A Vote For Winter Sailing
21 February 2013
If ever there was an argument for winter sailing, this is it: Winds 12kts out of the south, brilliant sunshine; Aria making 6.5 kts over flat seas; Tom Leonard and I with Long Bay entirely to ourselves; me cooking gumbo in the galley, eaten from my dog bowls and washed down with beer. Wow!

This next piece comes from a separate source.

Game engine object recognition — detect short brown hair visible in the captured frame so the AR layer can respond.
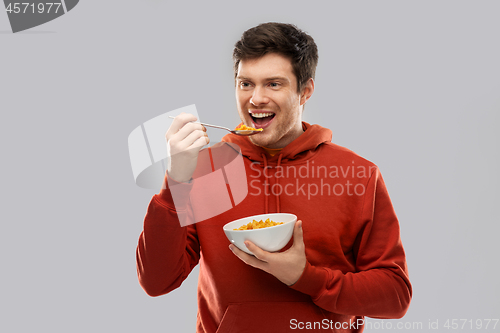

It was just a daysail, out and back. A chance to shake out the sails and sea-trial my alternator repair. We departed at 10:30am. As we left the marina, an ear-splitting alarm sounded. I checked my gauges. They were all reading fine. Tom rushed below to smell for smoke. My heart raced as I considered what needed to be done to quickly drop the anchor and kill the engine. I had a small rock jetty 3 feet off my beam, at that moment. This was happening at a bad time. What could it be? I went over my recent engine repair, and what hose I may have failed to replace. I imagined a bilge filled with coolant. And still the alarm rang. It was deafening. What the heck? Then, incredibly, a voice came over the radio, "This is a test of the emergency weather alert system..."
It was a radio test, and I was on Channel 03!
An hour later we cleared the jetties, raised the sails and killed the engine. We sailed two hours ESE, then turned around. In that time, winds built from 9 kts to 15kts by the time we were back "inside" at 3pm. Forecast was for 5-8kts. This is why I never cancel a sail because of a forecast for light winds.
The new genoa continues to impress me; the boat reaches easily to 45 degrees apparent, even higher if I hand steer, and we're making better than 50% of wind speed. Fast. Meanwnile, the alternator worked perfectly on its new mount.
It's not the Caribbean, but it could not have been a better day if it were.